Furthermore, service was improper because Plaintiff cannot serve process on Defendant because he is a party to this action. Rule 4(c) provides that “[a]ny person who is at least 18 years old and not a party may serve a summons and complaint.” Fed.R.Civ.P. 4(c)(2). Accordingly, a “plaintiff-even one representing himself-cannot serve a summons and complaint.” Davis v. United States Dep't of the TreasurV, No. 18-1041, 2022 WL 1311482, at *3 n.24 (M.D. La. Feb. 28, 2022), report and recommendation adopted, 2022 WL 1311474 (M.D. La. Mar. 15, 2022) (citing Fed.R.Civ.P. 4(c)(2)). This rule extends to attempted service by a plaintiff by certified mail under state law. Shabazz v. CitVof Houston, 515 Fed. App'x 263 (5th Cir. 2013).
For the foregoing reasons, the claims against Defendant are subject to dismissal, without prejudice, because service was not made in accordance with Rule 4(h) or Rule 4(c). It is appropriate, however, to provide Plaintiff an additional 30 days, pursuant to Rule 4(m), to effectuate service.
III. Conclusion
Based on the foregoing, IT IS RECOMMENDED that Defendant's Motion to Dismiss (R. Doc. 4) be DENIED, without prejudice to refile if Plaintiff fails to properly service process within the time provided below.

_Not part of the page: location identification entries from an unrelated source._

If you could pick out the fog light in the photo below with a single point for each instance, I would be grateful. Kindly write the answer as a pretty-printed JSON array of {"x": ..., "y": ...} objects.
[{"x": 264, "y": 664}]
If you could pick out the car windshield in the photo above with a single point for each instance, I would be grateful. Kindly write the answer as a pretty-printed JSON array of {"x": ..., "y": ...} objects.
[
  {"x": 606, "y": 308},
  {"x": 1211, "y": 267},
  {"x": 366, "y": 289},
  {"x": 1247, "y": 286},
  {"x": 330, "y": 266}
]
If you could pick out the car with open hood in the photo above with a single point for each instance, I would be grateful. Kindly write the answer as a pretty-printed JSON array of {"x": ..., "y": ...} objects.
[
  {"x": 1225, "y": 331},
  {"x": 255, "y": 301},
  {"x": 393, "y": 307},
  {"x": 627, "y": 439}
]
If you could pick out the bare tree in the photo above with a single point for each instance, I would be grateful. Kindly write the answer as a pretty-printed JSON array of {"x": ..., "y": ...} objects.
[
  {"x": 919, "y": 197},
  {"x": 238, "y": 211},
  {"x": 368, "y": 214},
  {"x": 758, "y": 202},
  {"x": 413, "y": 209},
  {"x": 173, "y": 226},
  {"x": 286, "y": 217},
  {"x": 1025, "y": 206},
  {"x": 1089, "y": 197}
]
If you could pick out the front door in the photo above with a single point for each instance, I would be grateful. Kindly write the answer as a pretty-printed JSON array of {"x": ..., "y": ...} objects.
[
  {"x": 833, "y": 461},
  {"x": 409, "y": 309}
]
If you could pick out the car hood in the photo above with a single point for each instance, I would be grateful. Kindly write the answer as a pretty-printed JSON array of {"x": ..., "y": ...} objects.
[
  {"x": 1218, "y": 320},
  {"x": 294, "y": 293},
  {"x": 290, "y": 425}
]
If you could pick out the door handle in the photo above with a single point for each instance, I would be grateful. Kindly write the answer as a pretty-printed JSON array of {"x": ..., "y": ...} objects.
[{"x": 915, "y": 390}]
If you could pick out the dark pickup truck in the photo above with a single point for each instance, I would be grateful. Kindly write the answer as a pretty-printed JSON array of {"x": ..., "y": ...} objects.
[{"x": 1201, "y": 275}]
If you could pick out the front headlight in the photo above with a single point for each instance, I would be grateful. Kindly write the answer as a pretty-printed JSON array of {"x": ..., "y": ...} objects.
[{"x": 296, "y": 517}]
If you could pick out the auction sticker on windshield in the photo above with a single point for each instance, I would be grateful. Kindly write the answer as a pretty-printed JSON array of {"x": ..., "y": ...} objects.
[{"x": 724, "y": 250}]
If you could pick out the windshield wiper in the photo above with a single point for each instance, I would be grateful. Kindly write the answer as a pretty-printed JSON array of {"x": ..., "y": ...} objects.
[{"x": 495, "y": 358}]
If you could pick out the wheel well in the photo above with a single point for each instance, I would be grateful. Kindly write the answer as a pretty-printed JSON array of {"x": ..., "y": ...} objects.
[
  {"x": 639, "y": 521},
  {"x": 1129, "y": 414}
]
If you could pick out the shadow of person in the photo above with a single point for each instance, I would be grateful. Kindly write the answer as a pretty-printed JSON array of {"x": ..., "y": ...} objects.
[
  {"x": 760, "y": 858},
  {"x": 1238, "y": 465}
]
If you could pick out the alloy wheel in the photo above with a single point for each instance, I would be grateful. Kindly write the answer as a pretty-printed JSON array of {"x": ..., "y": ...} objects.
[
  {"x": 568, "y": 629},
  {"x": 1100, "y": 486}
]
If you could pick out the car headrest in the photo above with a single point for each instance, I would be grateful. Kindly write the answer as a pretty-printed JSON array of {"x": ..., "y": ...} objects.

IT IS FURTHER RECOMMENDED that the district judge provide Plaintiff with an additional 30 days from the adoption of this Report and Recommendation to serve the summons and complaint on Defendant as required by Rule 4. Plaintiff is on notice that should the district judge adopt this recommendation, failure to properly serve the summons and complaint on Defendant within the timeframe provided above may result in the dismissal of the action without further notice.